Indonesian suicide bomber ‘back from heaven’

Authorities vow to crack down on radical Islamists, days after an attacker surrenders to police.

Muhammad Toriq wrote to his family that he would be in heaven when they read his farewell note. Instead the 32-year-old cell phone voucher seller turned up at a police station wearing a suicide bomber belt.

“Toriq thought he would go to heaven by killing people.” Indonesia’s anti-terror chief looks firmly at a group of journalists from national media outlets. “Who gave him this ridiculous idea? Who taught him this?.”

Ansyaad Mbai calls Toriq the best example why Indonesia urgently needs to crack down on preachers spreading hatred and schools teaching “a wrong version of Islam”. Toriq and his group were planning to attack police stations and a Buddhist organisation. Police has become the most recent target of Indonesia’s extremists and Buddhists were chosen because of the repression of Muslim Rohingya in mainly Buddhist Myanmar.

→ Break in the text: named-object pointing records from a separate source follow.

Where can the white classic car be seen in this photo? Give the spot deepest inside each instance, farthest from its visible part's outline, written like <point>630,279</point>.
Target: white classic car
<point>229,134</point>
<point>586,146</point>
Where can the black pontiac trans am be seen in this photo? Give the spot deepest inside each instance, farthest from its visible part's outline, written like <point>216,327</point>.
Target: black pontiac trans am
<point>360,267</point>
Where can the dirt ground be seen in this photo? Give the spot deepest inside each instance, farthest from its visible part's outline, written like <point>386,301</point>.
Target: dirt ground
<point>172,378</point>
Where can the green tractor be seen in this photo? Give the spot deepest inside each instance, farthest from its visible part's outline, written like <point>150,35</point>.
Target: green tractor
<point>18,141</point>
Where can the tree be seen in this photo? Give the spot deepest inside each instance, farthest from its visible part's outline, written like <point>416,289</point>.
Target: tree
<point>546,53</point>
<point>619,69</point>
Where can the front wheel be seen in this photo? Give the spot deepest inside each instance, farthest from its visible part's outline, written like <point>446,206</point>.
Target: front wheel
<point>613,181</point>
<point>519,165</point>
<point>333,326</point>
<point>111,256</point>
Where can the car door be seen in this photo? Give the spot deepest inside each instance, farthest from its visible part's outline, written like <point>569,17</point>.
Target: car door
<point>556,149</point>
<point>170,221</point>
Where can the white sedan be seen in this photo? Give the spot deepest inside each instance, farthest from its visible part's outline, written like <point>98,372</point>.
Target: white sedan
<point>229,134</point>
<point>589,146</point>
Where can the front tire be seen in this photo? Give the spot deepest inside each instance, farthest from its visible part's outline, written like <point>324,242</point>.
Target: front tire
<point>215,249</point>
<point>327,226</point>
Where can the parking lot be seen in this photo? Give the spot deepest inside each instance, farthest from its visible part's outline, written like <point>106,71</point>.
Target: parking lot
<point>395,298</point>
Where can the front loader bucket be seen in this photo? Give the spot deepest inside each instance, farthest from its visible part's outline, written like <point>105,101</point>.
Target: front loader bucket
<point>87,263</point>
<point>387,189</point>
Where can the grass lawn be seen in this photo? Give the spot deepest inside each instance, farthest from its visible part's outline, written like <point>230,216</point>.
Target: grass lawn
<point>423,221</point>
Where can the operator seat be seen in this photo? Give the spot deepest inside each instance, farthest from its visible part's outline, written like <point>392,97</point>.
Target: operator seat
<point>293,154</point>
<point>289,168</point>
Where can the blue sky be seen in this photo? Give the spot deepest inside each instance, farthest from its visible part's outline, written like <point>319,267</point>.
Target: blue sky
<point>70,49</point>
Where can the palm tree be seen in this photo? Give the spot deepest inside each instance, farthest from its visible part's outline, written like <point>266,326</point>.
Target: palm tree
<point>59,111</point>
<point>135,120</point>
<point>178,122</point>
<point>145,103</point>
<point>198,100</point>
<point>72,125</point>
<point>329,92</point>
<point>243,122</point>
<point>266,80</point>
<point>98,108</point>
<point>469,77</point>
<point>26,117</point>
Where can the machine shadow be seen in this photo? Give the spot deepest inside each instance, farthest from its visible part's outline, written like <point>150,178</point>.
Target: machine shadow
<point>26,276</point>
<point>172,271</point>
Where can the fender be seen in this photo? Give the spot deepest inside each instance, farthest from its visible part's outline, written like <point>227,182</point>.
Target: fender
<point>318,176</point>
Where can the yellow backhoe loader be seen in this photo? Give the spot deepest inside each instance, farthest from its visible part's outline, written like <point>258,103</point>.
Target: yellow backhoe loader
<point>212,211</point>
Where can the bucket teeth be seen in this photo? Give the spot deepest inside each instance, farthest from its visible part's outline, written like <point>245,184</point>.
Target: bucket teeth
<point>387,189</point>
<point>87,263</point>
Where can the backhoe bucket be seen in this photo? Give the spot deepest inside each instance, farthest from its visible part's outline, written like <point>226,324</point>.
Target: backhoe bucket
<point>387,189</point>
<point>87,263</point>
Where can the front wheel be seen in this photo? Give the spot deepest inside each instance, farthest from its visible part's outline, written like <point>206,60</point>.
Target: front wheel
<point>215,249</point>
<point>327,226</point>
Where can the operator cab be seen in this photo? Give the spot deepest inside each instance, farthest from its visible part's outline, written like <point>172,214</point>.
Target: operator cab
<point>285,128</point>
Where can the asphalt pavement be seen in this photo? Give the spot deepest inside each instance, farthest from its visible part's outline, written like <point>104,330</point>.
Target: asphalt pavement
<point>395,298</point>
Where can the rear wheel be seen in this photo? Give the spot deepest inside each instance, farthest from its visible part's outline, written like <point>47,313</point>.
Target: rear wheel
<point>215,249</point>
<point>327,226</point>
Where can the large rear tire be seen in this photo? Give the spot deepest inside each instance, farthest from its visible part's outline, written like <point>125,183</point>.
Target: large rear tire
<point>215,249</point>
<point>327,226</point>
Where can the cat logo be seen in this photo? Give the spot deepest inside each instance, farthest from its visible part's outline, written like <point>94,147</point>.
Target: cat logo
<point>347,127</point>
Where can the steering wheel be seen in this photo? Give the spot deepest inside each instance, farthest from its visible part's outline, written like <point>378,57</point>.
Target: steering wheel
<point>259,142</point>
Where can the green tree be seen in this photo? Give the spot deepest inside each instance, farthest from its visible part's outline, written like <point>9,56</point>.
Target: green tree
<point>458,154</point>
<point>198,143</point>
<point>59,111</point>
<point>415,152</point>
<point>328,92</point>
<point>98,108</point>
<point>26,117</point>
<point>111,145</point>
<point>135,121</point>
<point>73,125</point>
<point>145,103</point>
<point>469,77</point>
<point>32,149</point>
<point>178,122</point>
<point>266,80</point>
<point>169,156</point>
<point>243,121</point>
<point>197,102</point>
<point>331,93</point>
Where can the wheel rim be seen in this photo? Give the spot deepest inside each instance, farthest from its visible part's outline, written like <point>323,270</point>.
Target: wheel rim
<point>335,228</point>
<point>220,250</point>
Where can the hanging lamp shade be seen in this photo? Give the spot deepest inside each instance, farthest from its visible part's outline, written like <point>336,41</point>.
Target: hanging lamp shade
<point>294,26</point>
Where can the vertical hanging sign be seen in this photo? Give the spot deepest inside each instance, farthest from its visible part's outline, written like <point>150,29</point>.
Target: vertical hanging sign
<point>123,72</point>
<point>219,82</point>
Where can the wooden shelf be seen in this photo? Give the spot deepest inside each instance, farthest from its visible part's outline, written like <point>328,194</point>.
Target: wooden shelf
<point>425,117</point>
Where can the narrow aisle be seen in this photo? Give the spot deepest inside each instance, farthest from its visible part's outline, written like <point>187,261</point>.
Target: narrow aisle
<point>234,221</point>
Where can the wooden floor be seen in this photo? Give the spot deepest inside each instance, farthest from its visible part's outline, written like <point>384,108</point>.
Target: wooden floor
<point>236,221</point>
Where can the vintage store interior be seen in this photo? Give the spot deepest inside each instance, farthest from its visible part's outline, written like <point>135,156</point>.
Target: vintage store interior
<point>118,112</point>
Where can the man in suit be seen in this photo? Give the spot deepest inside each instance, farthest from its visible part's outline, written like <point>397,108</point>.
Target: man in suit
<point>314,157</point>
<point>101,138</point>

“Toriq showed up at heaven’s gate and he was not allowed in. Tell that to the Indonesian people,” Mbai continues to address the journalists. “Terrorists are not allowed into heaven.”

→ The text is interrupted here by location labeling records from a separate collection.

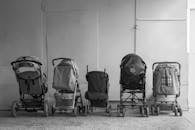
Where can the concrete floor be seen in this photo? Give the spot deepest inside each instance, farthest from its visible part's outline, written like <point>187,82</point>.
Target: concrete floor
<point>99,121</point>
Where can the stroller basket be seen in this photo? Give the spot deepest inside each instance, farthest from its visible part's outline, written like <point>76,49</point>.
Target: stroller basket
<point>65,75</point>
<point>32,85</point>
<point>133,70</point>
<point>97,85</point>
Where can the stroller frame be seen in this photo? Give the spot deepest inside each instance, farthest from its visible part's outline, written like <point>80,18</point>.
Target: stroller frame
<point>174,105</point>
<point>90,107</point>
<point>30,105</point>
<point>133,100</point>
<point>77,104</point>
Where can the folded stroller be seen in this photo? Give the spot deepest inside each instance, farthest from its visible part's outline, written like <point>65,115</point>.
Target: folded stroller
<point>65,82</point>
<point>166,87</point>
<point>132,85</point>
<point>32,85</point>
<point>98,87</point>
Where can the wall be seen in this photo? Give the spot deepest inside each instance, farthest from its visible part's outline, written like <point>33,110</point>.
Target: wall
<point>161,36</point>
<point>191,50</point>
<point>97,33</point>
<point>94,33</point>
<point>20,34</point>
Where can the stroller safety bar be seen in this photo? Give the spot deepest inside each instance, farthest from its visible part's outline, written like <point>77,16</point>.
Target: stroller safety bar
<point>14,62</point>
<point>173,63</point>
<point>57,59</point>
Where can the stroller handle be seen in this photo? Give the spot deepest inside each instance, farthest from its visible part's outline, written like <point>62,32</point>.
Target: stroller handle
<point>174,63</point>
<point>14,62</point>
<point>57,59</point>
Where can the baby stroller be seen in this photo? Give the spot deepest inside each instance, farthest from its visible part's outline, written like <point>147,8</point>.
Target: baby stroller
<point>132,85</point>
<point>65,82</point>
<point>166,83</point>
<point>32,85</point>
<point>98,87</point>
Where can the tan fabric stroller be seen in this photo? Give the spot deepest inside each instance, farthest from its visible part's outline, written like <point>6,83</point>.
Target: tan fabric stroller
<point>166,87</point>
<point>32,85</point>
<point>65,82</point>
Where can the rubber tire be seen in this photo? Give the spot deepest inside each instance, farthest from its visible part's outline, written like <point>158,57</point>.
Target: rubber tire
<point>121,112</point>
<point>176,111</point>
<point>46,109</point>
<point>13,108</point>
<point>53,110</point>
<point>180,111</point>
<point>152,110</point>
<point>146,111</point>
<point>76,110</point>
<point>157,110</point>
<point>142,110</point>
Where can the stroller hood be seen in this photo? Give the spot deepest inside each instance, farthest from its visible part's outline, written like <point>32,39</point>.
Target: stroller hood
<point>29,76</point>
<point>97,85</point>
<point>133,69</point>
<point>65,75</point>
<point>165,80</point>
<point>134,63</point>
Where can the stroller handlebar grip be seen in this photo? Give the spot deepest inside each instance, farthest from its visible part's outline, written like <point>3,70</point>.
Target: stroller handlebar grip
<point>175,63</point>
<point>14,62</point>
<point>57,59</point>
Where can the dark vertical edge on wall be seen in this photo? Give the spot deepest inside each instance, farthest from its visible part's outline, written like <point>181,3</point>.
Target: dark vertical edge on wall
<point>44,27</point>
<point>135,28</point>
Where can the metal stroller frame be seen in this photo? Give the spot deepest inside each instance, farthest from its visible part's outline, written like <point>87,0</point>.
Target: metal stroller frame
<point>175,107</point>
<point>90,107</point>
<point>30,105</point>
<point>77,105</point>
<point>133,100</point>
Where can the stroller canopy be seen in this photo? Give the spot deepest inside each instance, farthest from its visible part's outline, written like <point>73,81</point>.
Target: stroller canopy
<point>65,75</point>
<point>134,63</point>
<point>165,80</point>
<point>133,68</point>
<point>29,76</point>
<point>97,85</point>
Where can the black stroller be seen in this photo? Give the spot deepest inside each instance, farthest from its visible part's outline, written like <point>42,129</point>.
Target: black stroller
<point>32,86</point>
<point>166,83</point>
<point>132,85</point>
<point>65,82</point>
<point>98,87</point>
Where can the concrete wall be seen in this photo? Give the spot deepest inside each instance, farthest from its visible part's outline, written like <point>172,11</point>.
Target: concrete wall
<point>161,36</point>
<point>20,34</point>
<point>97,33</point>
<point>191,50</point>
<point>94,33</point>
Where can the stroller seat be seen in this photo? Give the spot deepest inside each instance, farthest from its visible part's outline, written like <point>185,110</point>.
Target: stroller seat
<point>97,85</point>
<point>97,93</point>
<point>65,82</point>
<point>32,85</point>
<point>132,84</point>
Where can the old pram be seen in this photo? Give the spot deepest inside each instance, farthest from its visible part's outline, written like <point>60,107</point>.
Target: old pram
<point>132,85</point>
<point>166,87</point>
<point>32,85</point>
<point>65,82</point>
<point>97,93</point>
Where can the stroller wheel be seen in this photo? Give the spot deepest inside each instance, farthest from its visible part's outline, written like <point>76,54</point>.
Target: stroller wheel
<point>53,110</point>
<point>157,110</point>
<point>141,109</point>
<point>180,111</point>
<point>121,111</point>
<point>176,111</point>
<point>76,110</point>
<point>14,108</point>
<point>109,110</point>
<point>46,109</point>
<point>152,110</point>
<point>146,110</point>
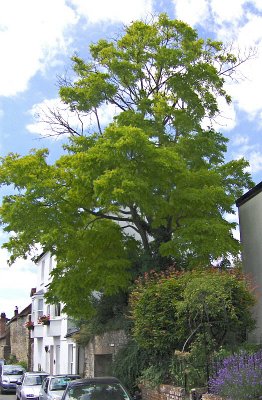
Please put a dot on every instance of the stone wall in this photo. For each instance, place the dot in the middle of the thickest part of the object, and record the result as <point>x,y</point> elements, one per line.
<point>163,392</point>
<point>106,345</point>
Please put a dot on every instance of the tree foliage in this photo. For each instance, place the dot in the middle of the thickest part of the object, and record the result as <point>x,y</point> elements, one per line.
<point>150,189</point>
<point>172,312</point>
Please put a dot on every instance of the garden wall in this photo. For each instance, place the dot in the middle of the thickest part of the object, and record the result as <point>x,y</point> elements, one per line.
<point>163,392</point>
<point>169,392</point>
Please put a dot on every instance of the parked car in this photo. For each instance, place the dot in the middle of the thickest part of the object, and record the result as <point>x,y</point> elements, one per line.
<point>106,388</point>
<point>29,385</point>
<point>9,376</point>
<point>54,385</point>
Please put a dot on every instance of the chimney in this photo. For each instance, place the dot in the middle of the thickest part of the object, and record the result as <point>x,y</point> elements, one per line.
<point>3,321</point>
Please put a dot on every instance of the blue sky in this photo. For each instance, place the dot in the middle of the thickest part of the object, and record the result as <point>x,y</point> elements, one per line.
<point>37,39</point>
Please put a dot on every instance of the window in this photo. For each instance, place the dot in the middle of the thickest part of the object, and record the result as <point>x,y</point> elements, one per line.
<point>57,310</point>
<point>50,264</point>
<point>40,308</point>
<point>42,271</point>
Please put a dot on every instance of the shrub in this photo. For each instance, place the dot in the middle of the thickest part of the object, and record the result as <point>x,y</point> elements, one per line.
<point>239,377</point>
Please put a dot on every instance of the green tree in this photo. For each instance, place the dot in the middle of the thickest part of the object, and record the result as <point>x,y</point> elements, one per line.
<point>183,318</point>
<point>171,312</point>
<point>150,189</point>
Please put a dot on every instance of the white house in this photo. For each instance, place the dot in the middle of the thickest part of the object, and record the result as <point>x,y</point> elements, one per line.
<point>54,350</point>
<point>250,223</point>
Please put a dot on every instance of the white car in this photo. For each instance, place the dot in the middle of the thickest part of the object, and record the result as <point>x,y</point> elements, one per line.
<point>29,385</point>
<point>54,386</point>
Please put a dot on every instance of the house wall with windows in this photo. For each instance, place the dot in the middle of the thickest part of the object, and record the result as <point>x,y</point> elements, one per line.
<point>250,223</point>
<point>20,340</point>
<point>55,351</point>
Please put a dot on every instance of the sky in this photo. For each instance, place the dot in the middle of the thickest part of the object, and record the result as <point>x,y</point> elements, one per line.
<point>37,39</point>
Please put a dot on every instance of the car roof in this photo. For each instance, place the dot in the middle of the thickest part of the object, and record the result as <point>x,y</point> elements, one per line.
<point>63,375</point>
<point>36,373</point>
<point>84,381</point>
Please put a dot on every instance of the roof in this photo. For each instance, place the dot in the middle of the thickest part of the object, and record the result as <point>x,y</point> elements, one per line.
<point>248,195</point>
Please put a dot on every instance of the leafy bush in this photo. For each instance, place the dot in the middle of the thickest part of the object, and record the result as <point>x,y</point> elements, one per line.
<point>239,378</point>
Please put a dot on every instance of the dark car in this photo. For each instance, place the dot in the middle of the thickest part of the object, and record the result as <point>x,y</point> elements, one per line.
<point>9,376</point>
<point>29,385</point>
<point>106,388</point>
<point>53,386</point>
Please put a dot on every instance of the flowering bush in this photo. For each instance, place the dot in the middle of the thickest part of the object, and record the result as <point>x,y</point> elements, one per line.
<point>44,319</point>
<point>29,325</point>
<point>239,378</point>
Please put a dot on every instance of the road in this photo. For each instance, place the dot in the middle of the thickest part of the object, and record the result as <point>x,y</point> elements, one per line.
<point>8,396</point>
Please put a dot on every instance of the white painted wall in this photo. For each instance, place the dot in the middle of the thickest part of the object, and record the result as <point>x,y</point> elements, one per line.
<point>51,348</point>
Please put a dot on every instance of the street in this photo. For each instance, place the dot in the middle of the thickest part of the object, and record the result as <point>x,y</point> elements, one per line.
<point>8,396</point>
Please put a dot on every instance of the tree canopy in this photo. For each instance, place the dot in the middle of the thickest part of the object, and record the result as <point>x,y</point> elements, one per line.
<point>184,321</point>
<point>148,190</point>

Ansyaad Mbai has warned for many years that radicalisation is rapidly growing in Indonesia. According to his intelligence sources many mosques, schools and universities are “infiltrated” by radical groups. “We have become a hotbed in the region because other countries have adopted strict laws against spreading hatred. Some also have a system of selecting ulamas (religious teachers),” he said during an interview in his well-protected office.

Ten years after 203 people were killed during attacks in Bali the government wants to adopt a national programme of deradicalisation. One of the ideas flagged up is the certification of religious teachers and preachers to filter those spreading hatred and provoking violence. Mbai hopes the highest Muslim council, Majelis Ulema Indonesia (MUI), will set up the screening.

The idea was immediately refuted by MUI. “It’s impossible to have someone issue licenses for religious preachers. We are chosen and recognised by the people,” says chairman Slamet Effendi Yusuf. “This idea is only good to be laughed about.”

The controversy shows exactly the sensitivities in Indonesia when it comes to religious issues. While anti-terror groups say religious leaders have an important role in stopping the spread of radicalisation, religious groups say it is purely a law enforcement issue.

“The government should be more firm. Schools that clearly have links with those involved in bombings should be closed down,” says Effendi Yusuf. “Don’t try to use us religious teachers as an instrument to do your job.”

It is feared that without the support of the ulamas Indonesia will have a hard nut to crack. Although most of the religious preachers have adopted a moderate version of Islam and they condemn the spread of hatred and violence, they hardly speak out against it in public.

The reason is that only 12 years ago Indonesia came out of an authoritarian regime that strongly controlled religious preachers in the country. The government prohibited religious sermons that could threaten the Indonesian union state, which could mean many things in those days. Often radical clerics were jailed for many years, went into hiding or fled to Malaysia.

Since the country has adopted democracy including freedom of speech, prohibiting anyone to speak out has become a sensitive issue. Although this does not seem to count for independence activists in Ambon and Papua, in eastern Indonesia. They are jailed for many years only for their statements or simply for showing the independence flag.

Still Mbai believes he can convince the ulamas to participate in the deradicalisation drive. “I just want to challenge them. Who will be able to deradicalise Abu Bakar Bashir for example,” he says referring to the jailed leader of Jemaah Islamiyah, the group responsible for most of the bombings. “If someone is brave enough to talk to him and tell him he is wrong, then we are making great progress.”

In his farewell letter Toriq had asked his wife to bring up their son as a mujahideen, a Muslim fighter. One of the main reasons he cancelled his suicide mission is said to be that he thought about his son. According to Mbai this shows that Indonesia is dealing with a new breed of extremists than the more hardlline older generation. “But it doesn’t mean they are less dangerous.”